You really can't go wrong with any of those.

I come from a .Net background and currently learning Ruby and Rails, and I'm impressed. Ruby is a very expressive language, not at all verbose, has good libraries and the community for the Ruby on Rails framework is impressive.

Before making the choice of what I wanted to learn myself, I spent a bit of time comparing the two and decided to go with Ruby.

Is it easy to go from Phyton to PHP? and from Phyton to Java?
Not really, they're pretty diferents languages. What you really need is to develop the logic for programming, that's what's important!
got it, thanks!
Consensus is: python/ruby, the "P" in LAMP (Heh. actually, the P" was perl or php). These 3 (including perl) let you absorb language syntax quickly so you can start learning the disciplines of coding:

- OO and basic FP techniques

- composition, delegation vs. inheritance

- test-driven, mock/stub dependencies, what are your edge and corner cases?

- benchmark, profile, optimize where needed,

(stuff like that)

Python is currently Very Popular. I'm not a fan, but the popularity does give you access to lots of docs and help.

I would suggest C# is a good language for starting on Windows. It's popular, widely supported, and doggone easy to write GUI applications.

If you are working on Linux, Perl is good. It's almost everywhere, and can get everything done that isn't hard-real-time. It's also optimized for text processing.

The traditional route for ground-up understanding is C or C++. Those force you to deal up-front with a lot of low-level machine issues that only come up later in other languages.

If you are looking for the pure abstract programming language without worrying about usability, Scheme is likely your best bet.

Each of those languages provokes strong responses for and against. When choosing a language for a project, it is a engineering decision based on the tradeoffs.

As mentioned, Python or Ruby/Rails are your best bets; if you wanted to do something a bit more unusual, you might consider a functional language like Haskell (as functional languages are an up-and-coming development paradigm)...

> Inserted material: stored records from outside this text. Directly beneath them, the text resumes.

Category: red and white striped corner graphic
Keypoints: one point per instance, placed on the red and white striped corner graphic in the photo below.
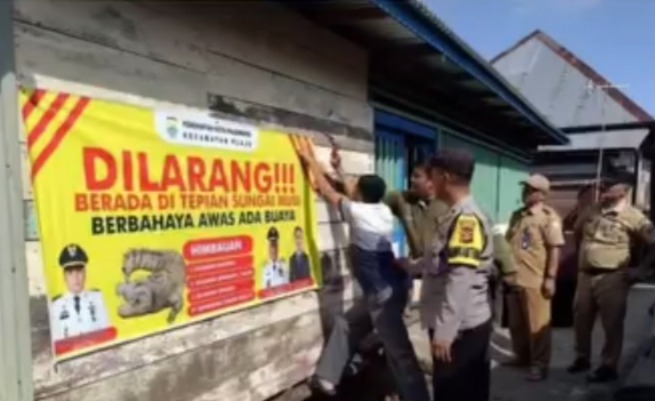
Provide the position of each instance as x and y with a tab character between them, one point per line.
59	115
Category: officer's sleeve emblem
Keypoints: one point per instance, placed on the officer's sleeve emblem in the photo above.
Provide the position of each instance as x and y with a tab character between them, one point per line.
465	230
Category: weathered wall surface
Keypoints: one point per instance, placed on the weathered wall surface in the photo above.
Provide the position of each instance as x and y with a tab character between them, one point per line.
259	63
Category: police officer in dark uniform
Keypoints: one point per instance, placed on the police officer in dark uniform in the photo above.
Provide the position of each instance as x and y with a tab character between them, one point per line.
275	270
78	311
458	271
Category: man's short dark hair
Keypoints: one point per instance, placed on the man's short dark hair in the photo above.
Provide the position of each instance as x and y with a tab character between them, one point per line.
457	162
371	188
423	167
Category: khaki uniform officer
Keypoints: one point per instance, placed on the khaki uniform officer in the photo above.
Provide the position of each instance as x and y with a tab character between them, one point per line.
606	234
535	236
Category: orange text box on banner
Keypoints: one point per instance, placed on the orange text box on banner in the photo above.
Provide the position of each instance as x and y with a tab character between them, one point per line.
152	219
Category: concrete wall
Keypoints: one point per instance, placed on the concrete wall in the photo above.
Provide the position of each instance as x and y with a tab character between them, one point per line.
255	62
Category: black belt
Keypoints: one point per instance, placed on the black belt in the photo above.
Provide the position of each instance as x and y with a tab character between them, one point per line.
597	271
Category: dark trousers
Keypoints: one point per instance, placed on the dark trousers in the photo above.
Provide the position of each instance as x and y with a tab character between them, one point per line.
467	377
387	320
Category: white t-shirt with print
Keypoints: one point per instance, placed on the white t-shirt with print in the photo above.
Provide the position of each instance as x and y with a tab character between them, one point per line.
371	225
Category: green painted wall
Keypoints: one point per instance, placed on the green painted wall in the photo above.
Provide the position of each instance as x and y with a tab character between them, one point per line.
496	180
511	173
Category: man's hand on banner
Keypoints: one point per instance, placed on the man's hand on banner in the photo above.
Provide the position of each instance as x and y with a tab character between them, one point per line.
335	158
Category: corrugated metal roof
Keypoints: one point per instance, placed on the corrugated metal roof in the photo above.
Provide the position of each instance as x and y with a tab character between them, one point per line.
622	139
407	39
566	89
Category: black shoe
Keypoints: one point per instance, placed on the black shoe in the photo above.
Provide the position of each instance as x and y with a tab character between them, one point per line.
579	366
603	374
537	374
319	386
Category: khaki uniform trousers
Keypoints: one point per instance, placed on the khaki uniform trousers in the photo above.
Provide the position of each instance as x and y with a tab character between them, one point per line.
605	294
529	325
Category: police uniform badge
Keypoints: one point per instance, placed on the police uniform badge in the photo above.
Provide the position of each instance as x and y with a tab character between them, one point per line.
465	231
72	251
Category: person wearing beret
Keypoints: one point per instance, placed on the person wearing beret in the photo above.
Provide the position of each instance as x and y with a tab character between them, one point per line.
78	311
275	272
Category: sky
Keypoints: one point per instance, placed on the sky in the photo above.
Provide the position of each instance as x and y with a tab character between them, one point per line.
615	37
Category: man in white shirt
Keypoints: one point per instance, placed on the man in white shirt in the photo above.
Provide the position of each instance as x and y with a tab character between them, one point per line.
78	311
384	285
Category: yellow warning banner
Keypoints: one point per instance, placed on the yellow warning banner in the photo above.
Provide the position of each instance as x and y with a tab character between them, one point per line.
153	219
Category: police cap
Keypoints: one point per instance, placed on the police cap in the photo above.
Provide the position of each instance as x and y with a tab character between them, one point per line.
458	162
73	255
538	182
273	235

Check out Real World Haskell: http://book.realworldhaskell.org/read/

As a first programming language, I wouldn't consider Haskell, plus the Real World Haskell book could use a lot more polishing.

If you are seriously in it for the long hall, gentrysherrill's advice of learning a functional language is a probably a good choice, but it shouldn't be Haskell. Scheme or Common Lisp is a better choice.

Get Conrad Barski's new book Land of Lisp. Go through it first, then consider checking out the Little Schemer or How to Design Programs (version 2).